Personal information
- Born: November 1, 1941 (age 84) Cleveland, Ohio, U.S.
- Listed height: 6 ft 2 in (1.88 m)
- Listed weight: 220 lb (100 kg)

Career information
- High school: Solon (Solon, Ohio)
- College: Syracuse
- NFL draft: 1963 (17th round, 226th overall pick)

Career history
- St. Louis Cardinals (1963–1969);

Awards and highlights
- First-team All-East (1962);

Career NFL statistics
- Fumble recoveries: 1
- Sacks: 1
- Stats at Pro Football Reference

= Dave Meggyesy =

American football player, author, and union organizer (born 1941)

David Michael Meggyesy (born November 1, 1941) is an American former football player, author, and union organizer. Meggyesy played college football for the Syracuse Orange and professionally for the St. Louis Cardinals of the National Football League (NFL).
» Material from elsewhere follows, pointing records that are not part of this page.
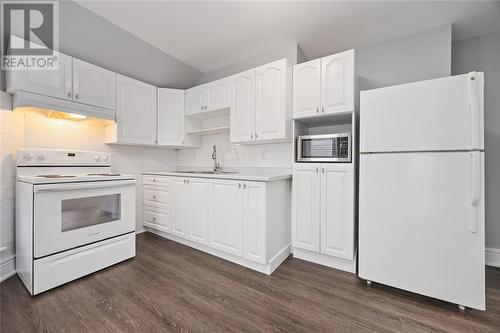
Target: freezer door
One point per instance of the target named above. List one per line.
(421, 224)
(440, 114)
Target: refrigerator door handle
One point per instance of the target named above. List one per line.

Meggyesy wrote Out of Their League (1970), a controversial memoir about his experiences in football. The book was included in Sports Illustrateds top 100 sports books of all time.

==Early life and education==
Meggyesy was born in Cleveland, Ohio, and is of Hungarian descent. His father was a machinist and union organizer. When he was five, his family moved to Glenwillow, Ohio, where he "was, literally, raised on a pig farm next to a dynamite factory." At Solon High School, in Solon, Ohio, he played football and other sports. He attended Syracuse University on an athletic scholarship.

==NFL career==
Meggyesy was selected in the 17th round of the 1963 NFL draft by the St. Louis Cardinals, for whom he played for seven seasons as a linebacker.
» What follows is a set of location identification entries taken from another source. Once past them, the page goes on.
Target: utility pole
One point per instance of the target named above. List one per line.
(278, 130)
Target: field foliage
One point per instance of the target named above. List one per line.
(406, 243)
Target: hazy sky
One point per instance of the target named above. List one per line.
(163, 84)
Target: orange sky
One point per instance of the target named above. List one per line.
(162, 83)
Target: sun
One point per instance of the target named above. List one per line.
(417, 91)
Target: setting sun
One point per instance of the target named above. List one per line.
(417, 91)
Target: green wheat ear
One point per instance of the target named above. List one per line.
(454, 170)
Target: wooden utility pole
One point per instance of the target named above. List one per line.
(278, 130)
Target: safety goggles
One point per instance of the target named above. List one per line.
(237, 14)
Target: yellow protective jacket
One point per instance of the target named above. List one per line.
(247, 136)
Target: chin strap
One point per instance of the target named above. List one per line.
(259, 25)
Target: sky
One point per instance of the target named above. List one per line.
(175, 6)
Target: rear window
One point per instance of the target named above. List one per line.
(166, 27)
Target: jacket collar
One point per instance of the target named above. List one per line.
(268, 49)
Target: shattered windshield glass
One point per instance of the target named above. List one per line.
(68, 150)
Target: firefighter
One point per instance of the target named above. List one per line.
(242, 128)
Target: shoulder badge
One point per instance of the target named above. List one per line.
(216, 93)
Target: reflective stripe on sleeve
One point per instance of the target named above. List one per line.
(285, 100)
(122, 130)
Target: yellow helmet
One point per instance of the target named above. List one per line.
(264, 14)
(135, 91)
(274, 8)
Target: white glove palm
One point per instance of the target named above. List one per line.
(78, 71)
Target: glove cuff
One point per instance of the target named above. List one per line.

During his early years in the NFL, Meggyesy was a graduate student in sociology at Washington University in St. Louis. He became involved in civil rights and anti-war activities while with the Cardinals.
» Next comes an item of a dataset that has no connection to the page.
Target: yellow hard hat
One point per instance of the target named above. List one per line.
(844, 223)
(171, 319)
Meggyesy retired from the game at age 29 and released his book Out Of Their League, which spoke about the "dehumanizing side of the game" and the "incredible violence".

==Post-NFL career==
Meggyesy spent four months in 1970 at Jack Scott's Institute for the Study of Sport and Society in Oakland, California, where he wrote his memoir. He was interviewed on the Dick Cavett Show shortly before its publication. According to the San Jose Mercury News, the book was "the first critical look at the dehumanizing aspects of pro football." In 1973, Meggyesy was a co-founder of the Esalen Sports Center. After living in Colorado for several years, Meggesey's family returned to California. He began teaching courses at Stanford University, including Sports Consciousness and Social Change, and The Athlete and Society.

In 1980, while still teaching part-time at Stanford, he was hired as head football coach at Tamalpais High School, in Mill Valley, California. His son was one of three seniors on the varsity team, which had gone 2–8 the year before. In 1980, they were 0–11. Meggyesy later said, "We went 0-11, but it was a great experience to see them mature and gain confidence even when we were losing. High school football is football in its purest form. It struck me what a crucible for learning it was."

He was hired by the National Football League Players Association (NFLPA) as Western Regional Director. He retired in 2007.